Accordingly, on Wednesday Verizon took out a full-page ad in the Philadelphia Inquirer suggesting that a typical employee makes $80,600 in annual pay and $42,000 in benefits. The union disputes this claim, contending that salaries are generally in the $60,000 to $77,000 range, and that benefits are less costly than the company would suggest. But, regardless, the debate over numbers misses some critical questions: What’s wrong with workers sharing in the profits of a healthy corporation? Isn’t that the way our economy is supposed to work?
(On a side note, it’s always a treat when companies plead poverty at the negotiating table and then turn around and spend big bucks on media spots, anti-union consultants, and pricey PR firms—but that’s another story.)
The fate of 45,000 middle-class jobs is a big deal for all of America. Last month, the entire U.S. economy had a net gain of only 117,000 jobs. Not only is that for the whole country, it represents a pretty decent month given the numbers from the past year. Furthermore, almost all of the new jobs now being created are low-wage.

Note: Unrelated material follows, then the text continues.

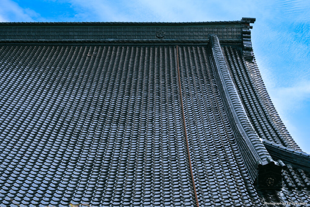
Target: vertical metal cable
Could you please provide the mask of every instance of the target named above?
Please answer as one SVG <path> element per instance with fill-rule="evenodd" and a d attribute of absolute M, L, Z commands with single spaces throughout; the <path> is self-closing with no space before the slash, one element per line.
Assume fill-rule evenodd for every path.
<path fill-rule="evenodd" d="M 196 200 L 196 203 L 197 204 L 197 207 L 199 207 L 198 204 L 198 198 L 197 196 L 197 191 L 196 191 L 196 187 L 195 185 L 195 182 L 194 181 L 194 176 L 193 175 L 193 169 L 192 167 L 192 164 L 191 162 L 191 157 L 189 154 L 189 148 L 188 146 L 188 140 L 187 138 L 186 134 L 186 128 L 185 126 L 185 116 L 184 115 L 184 109 L 183 106 L 183 101 L 182 99 L 182 92 L 181 87 L 181 78 L 180 77 L 180 69 L 179 66 L 179 47 L 176 46 L 176 59 L 177 65 L 178 67 L 178 76 L 179 78 L 179 86 L 180 88 L 180 97 L 181 98 L 181 108 L 182 110 L 182 115 L 183 116 L 183 123 L 184 125 L 184 131 L 185 133 L 185 139 L 186 140 L 186 147 L 187 148 L 187 153 L 188 155 L 188 161 L 189 162 L 189 169 L 191 171 L 191 175 L 192 176 L 192 180 L 193 181 L 193 186 L 194 187 L 194 192 L 195 193 L 195 198 Z"/>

Given these realities—and the fact that concentrating all wealth in the hands of the rich is a very bad strategy for creating the kind of demand the economy needs to rebound—what happens to the Verizon workers is a matter of broad public concern.
If the assault on the middle class isn’t halted here, there will be another battle and another and another until every right working people have gained over the past century is eliminated.